The Team plans to collaborate with hardware companies that can provide scalable drone technology to conduct the required spot surveillance of disaster struck areas. Large technology corporations that work with organizations like United Nations that conduct disaster relief operations also have mutual gains from collaboration besides NGOs that specialize in disaster relief operations are also potential collaborators.

Speaking about the project, Mr. Ayush Parasbhai Maniar, Student Member, UAVs For Disaster Management, CFI-IIT Madras, said, “We propose to use a team of drones which can scan the entire disaster-affected region in just a few minutes , analyze, and provide critical data that could potentially save lives. The final aim of our startup is to make end-to-end drone software solutions which can be used by any Disaster Response Force of the world and thus help in saving thousands of lives.”

Role of Local relief task forces and NGOs remains crucial in all phases of disaster management. The ‘Eye in the Sky’ can help them in documenting the findings of the assessments, identify available resources and capabilities and provide the information to the disaster administration to overcome vulnerabilities and address risks. After experimentation and working with data provided by National Disaster Response Force (NDRF), the team has identified the technologies and software frameworks to be used.

Some of the Advanced and Innovative Technologies that team has worked on as part of this project would include: Deep Learning for Highly Accurate Person Detection; Person Detection from High Altitude – Detects people from very high altitudes and takes count of number of people seen and marks density of people on map and sends to authorities; Low Altitude Person Detection – Detects people from low altitudes and takes count of number of people seen and marks density of people on map and reports it to authorities; Consciousness Detection – Detecting whether a person is able to move or not.

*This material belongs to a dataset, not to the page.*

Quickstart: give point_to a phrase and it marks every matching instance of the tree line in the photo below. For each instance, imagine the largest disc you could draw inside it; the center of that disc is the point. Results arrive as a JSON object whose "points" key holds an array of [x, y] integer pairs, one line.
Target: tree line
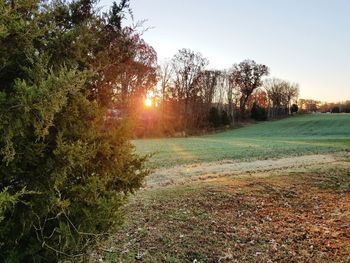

And signalling the rescuers around him if no motion (probability of him being unconscious) is detected; Occluded Person Detection – Detection of people buried under the debris where only a part of the body is visible to the outside world. (Not the entire body); Autonomous Mission Execution by Drone; Swarm Intelligence for Maximal Area Coverage in Minimum time; and Made highly optimized path planning algorithms for a swarm of drones which can enable to cover maximum area in minimum time. The team that developed the Eye in the Sky team included Ayush Parasbhai Maniar, Rajat Vikas Singhal, Nachiket Dev and Irfaan Arif.